On June 3, 2020, the district court ordered Benchmark to deposit those interpleader funds with the court’s registry. Most of the insureds named in the interpleader complaint disclaimed their interest in the funds, and the funds were subsequently withdrawn by Sunz. Certain insureds who did not disclaim their interests filed counterclaims against Benchmark, some of which also filed cross-claims against Sunz for breach of contract, asserting that the program agreements between each cross-claimant and Sunz were superseded by the insurance policies issued by Sunz to the cross-claimants and thus excluded the program agreement from application. The program agreements each required any dispute arising out of the program agreement to be submitted to binding arbitration.

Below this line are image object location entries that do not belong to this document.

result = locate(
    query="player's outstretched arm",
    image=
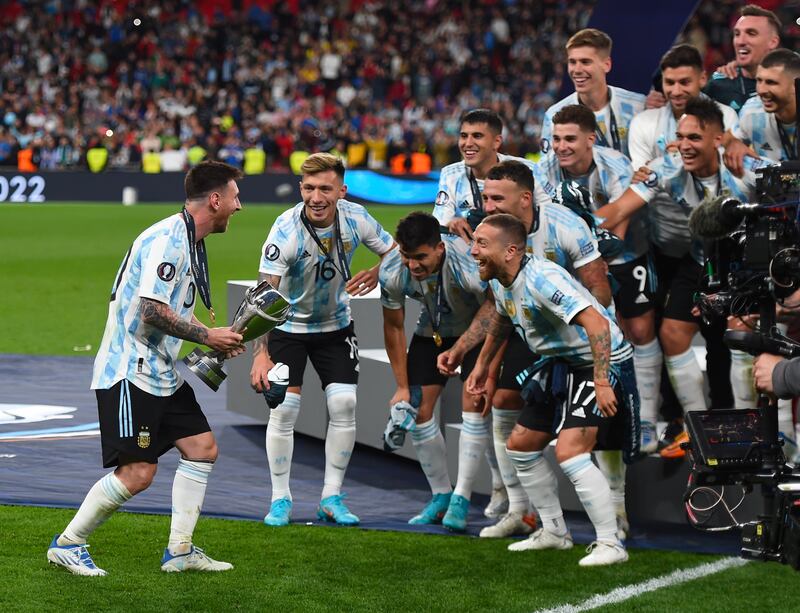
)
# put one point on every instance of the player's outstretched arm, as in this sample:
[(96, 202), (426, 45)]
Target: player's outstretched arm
[(460, 226), (594, 277), (599, 333), (735, 152), (364, 281), (497, 333), (394, 338), (262, 363), (621, 209), (161, 316), (449, 360)]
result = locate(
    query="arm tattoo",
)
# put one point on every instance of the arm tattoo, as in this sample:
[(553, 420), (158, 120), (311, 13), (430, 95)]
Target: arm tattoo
[(159, 315), (594, 277), (260, 344), (601, 351), (497, 331), (476, 333)]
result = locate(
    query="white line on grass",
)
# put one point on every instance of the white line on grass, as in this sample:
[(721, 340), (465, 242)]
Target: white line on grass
[(651, 585)]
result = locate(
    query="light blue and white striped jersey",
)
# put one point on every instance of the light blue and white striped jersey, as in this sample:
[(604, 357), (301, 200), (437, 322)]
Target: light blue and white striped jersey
[(464, 291), (309, 281), (686, 192), (542, 302), (157, 266), (653, 129), (454, 198), (762, 131), (607, 181), (624, 104), (562, 237)]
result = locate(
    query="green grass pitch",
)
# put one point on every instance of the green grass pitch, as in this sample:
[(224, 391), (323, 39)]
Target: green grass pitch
[(58, 261), (57, 264)]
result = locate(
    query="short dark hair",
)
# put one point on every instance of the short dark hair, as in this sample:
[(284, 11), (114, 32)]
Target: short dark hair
[(591, 37), (682, 55), (322, 162), (208, 176), (417, 229), (576, 113), (512, 170), (512, 229), (706, 111), (782, 57), (487, 116), (751, 10)]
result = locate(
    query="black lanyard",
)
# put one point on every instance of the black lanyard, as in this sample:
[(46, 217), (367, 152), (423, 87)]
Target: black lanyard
[(612, 127), (477, 198), (700, 189), (199, 263), (789, 145), (337, 234), (436, 315)]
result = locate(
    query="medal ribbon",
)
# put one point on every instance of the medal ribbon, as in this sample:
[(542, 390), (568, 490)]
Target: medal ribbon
[(436, 315), (612, 127), (337, 233), (199, 263)]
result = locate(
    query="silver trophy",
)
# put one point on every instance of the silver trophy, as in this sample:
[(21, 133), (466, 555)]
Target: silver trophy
[(262, 309)]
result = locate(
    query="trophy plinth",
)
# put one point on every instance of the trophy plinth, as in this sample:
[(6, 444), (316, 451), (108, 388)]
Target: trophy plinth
[(207, 367), (262, 309)]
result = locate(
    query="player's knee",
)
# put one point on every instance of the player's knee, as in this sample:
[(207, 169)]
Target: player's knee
[(509, 400), (136, 476), (641, 330), (673, 338), (565, 452), (283, 417), (341, 398)]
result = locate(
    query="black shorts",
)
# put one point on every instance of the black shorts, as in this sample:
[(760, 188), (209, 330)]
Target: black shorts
[(679, 281), (518, 357), (421, 362), (138, 426), (637, 286), (334, 355), (578, 411)]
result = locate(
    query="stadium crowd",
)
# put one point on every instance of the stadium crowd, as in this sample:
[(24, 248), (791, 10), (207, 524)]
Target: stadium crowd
[(556, 289), (368, 79)]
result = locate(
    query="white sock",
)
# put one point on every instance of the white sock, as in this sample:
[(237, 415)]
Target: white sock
[(471, 445), (595, 496), (785, 418), (687, 380), (541, 485), (432, 455), (341, 437), (105, 497), (280, 444), (613, 468), (744, 393), (188, 492), (494, 468), (503, 422), (647, 362)]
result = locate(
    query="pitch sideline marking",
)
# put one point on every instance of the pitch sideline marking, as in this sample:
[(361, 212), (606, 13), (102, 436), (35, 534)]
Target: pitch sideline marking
[(627, 592)]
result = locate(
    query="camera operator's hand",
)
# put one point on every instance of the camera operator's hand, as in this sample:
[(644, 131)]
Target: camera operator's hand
[(762, 371)]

In July 2020, Sunz moved to dismiss the cross-claims, or in the alternative, to compel arbitration. On February 23, 2021, the district court denied Sunz’s motion. Sunz appealed the portion of the February 23 order denying the motion to compel arbitration to the Eighth Circuit and moved before the district court to stay the entire action pending the appeal. Cross-claimants conceded that the matter should be partially stayed but that the district court should allow the parties to litigate whether the cross-claimants were entitled to the interpleaded funds.

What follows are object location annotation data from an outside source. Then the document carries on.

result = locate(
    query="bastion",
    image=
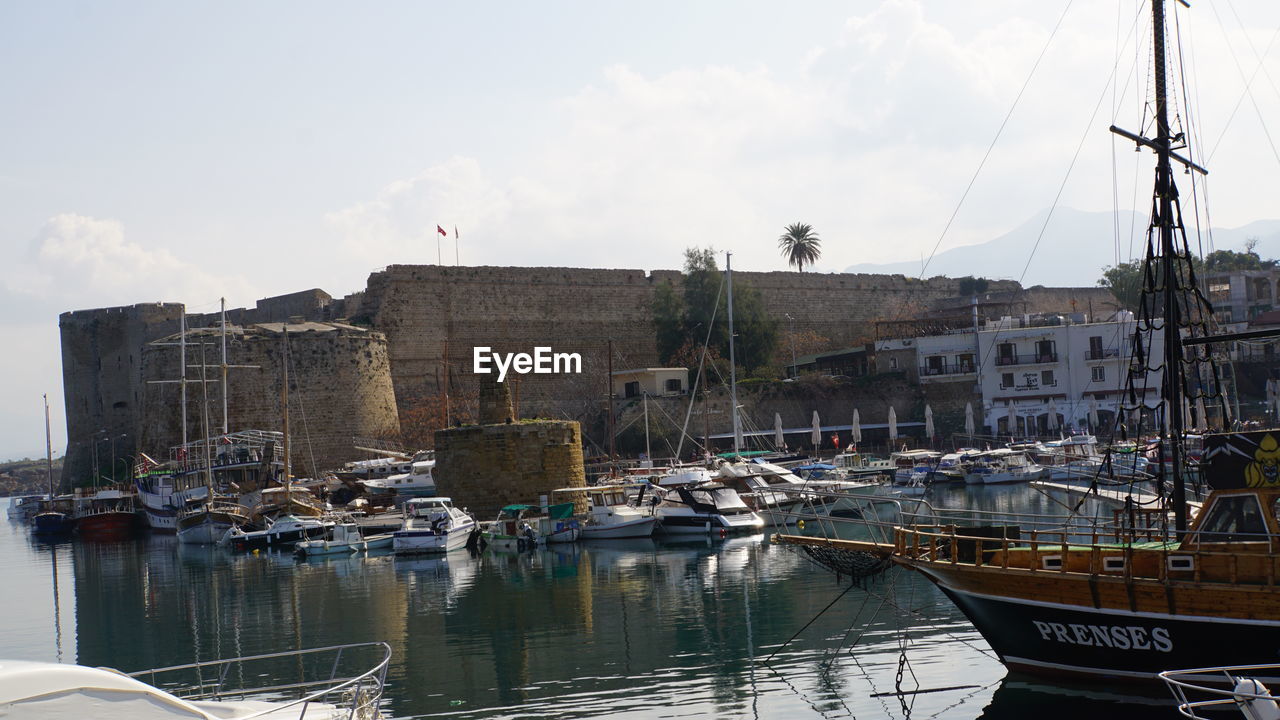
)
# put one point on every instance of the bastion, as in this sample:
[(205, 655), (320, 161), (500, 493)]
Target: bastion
[(339, 388), (506, 461)]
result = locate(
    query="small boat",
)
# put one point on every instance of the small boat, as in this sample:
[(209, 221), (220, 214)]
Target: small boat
[(510, 531), (108, 515), (433, 524), (704, 509), (53, 515), (609, 516), (1002, 465), (208, 523), (332, 687), (23, 506), (283, 532), (344, 540)]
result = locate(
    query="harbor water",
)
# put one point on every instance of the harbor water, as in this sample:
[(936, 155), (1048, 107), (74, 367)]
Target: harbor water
[(705, 628)]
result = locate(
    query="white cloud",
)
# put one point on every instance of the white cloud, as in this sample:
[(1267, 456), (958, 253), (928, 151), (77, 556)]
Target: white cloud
[(872, 141), (81, 261)]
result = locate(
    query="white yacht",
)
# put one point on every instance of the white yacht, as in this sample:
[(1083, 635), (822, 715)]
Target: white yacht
[(417, 482), (433, 524), (330, 687), (609, 516), (704, 509)]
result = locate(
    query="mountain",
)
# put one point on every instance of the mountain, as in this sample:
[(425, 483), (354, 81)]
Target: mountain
[(1075, 247)]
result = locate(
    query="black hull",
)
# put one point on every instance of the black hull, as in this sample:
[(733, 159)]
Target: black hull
[(1056, 639)]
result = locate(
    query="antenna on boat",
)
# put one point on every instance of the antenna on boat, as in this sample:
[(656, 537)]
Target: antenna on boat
[(732, 364), (1165, 223)]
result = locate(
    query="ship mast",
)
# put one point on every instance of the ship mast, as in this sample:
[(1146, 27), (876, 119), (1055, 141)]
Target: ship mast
[(1166, 194)]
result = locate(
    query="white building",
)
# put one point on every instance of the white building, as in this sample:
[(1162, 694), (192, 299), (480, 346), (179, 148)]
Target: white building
[(1025, 368)]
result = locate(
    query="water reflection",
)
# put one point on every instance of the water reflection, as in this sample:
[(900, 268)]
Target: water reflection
[(639, 628)]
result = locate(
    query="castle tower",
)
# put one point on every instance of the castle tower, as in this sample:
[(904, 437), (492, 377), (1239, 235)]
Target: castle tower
[(503, 460)]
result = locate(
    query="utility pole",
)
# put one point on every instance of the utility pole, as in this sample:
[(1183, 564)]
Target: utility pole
[(609, 391)]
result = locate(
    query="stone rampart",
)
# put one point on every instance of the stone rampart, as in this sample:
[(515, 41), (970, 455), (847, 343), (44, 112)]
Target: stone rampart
[(339, 388), (103, 383)]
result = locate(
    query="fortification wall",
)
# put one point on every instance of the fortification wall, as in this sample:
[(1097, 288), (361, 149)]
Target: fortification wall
[(103, 383), (339, 388), (428, 311), (484, 468)]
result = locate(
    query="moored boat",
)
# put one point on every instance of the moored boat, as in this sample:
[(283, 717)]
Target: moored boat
[(433, 524)]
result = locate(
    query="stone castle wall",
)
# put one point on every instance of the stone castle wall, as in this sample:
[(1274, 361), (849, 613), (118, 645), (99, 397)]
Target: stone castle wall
[(339, 390), (433, 317), (103, 386)]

In determining whether to grant a stay, the district court conducted a balancing test of the following four factors:

  • Whether the stay applicant has made a showing that it is likely to succeed on the merits;
  • Whether the applicant will be irreparably injured absent a stay;
  • Whether issuance of the stay will substantially injure the other parties interested in the proceeding;
  • Where the public interest lies.

The district court found that the factors weighed in favor of a stay, particularly because allowing the parties to litigate the issue of entitlement to the interpleaded funds risked inconsistent rulings and potential costs that should not be expended while the Eight Circuit resolved the issue of whether such issues will be arbitrated.

Benchmark Insurance Co. v. Sunz Insurance Co., No. 0:20-cv-00908 (D. Minn. May 12, 2021).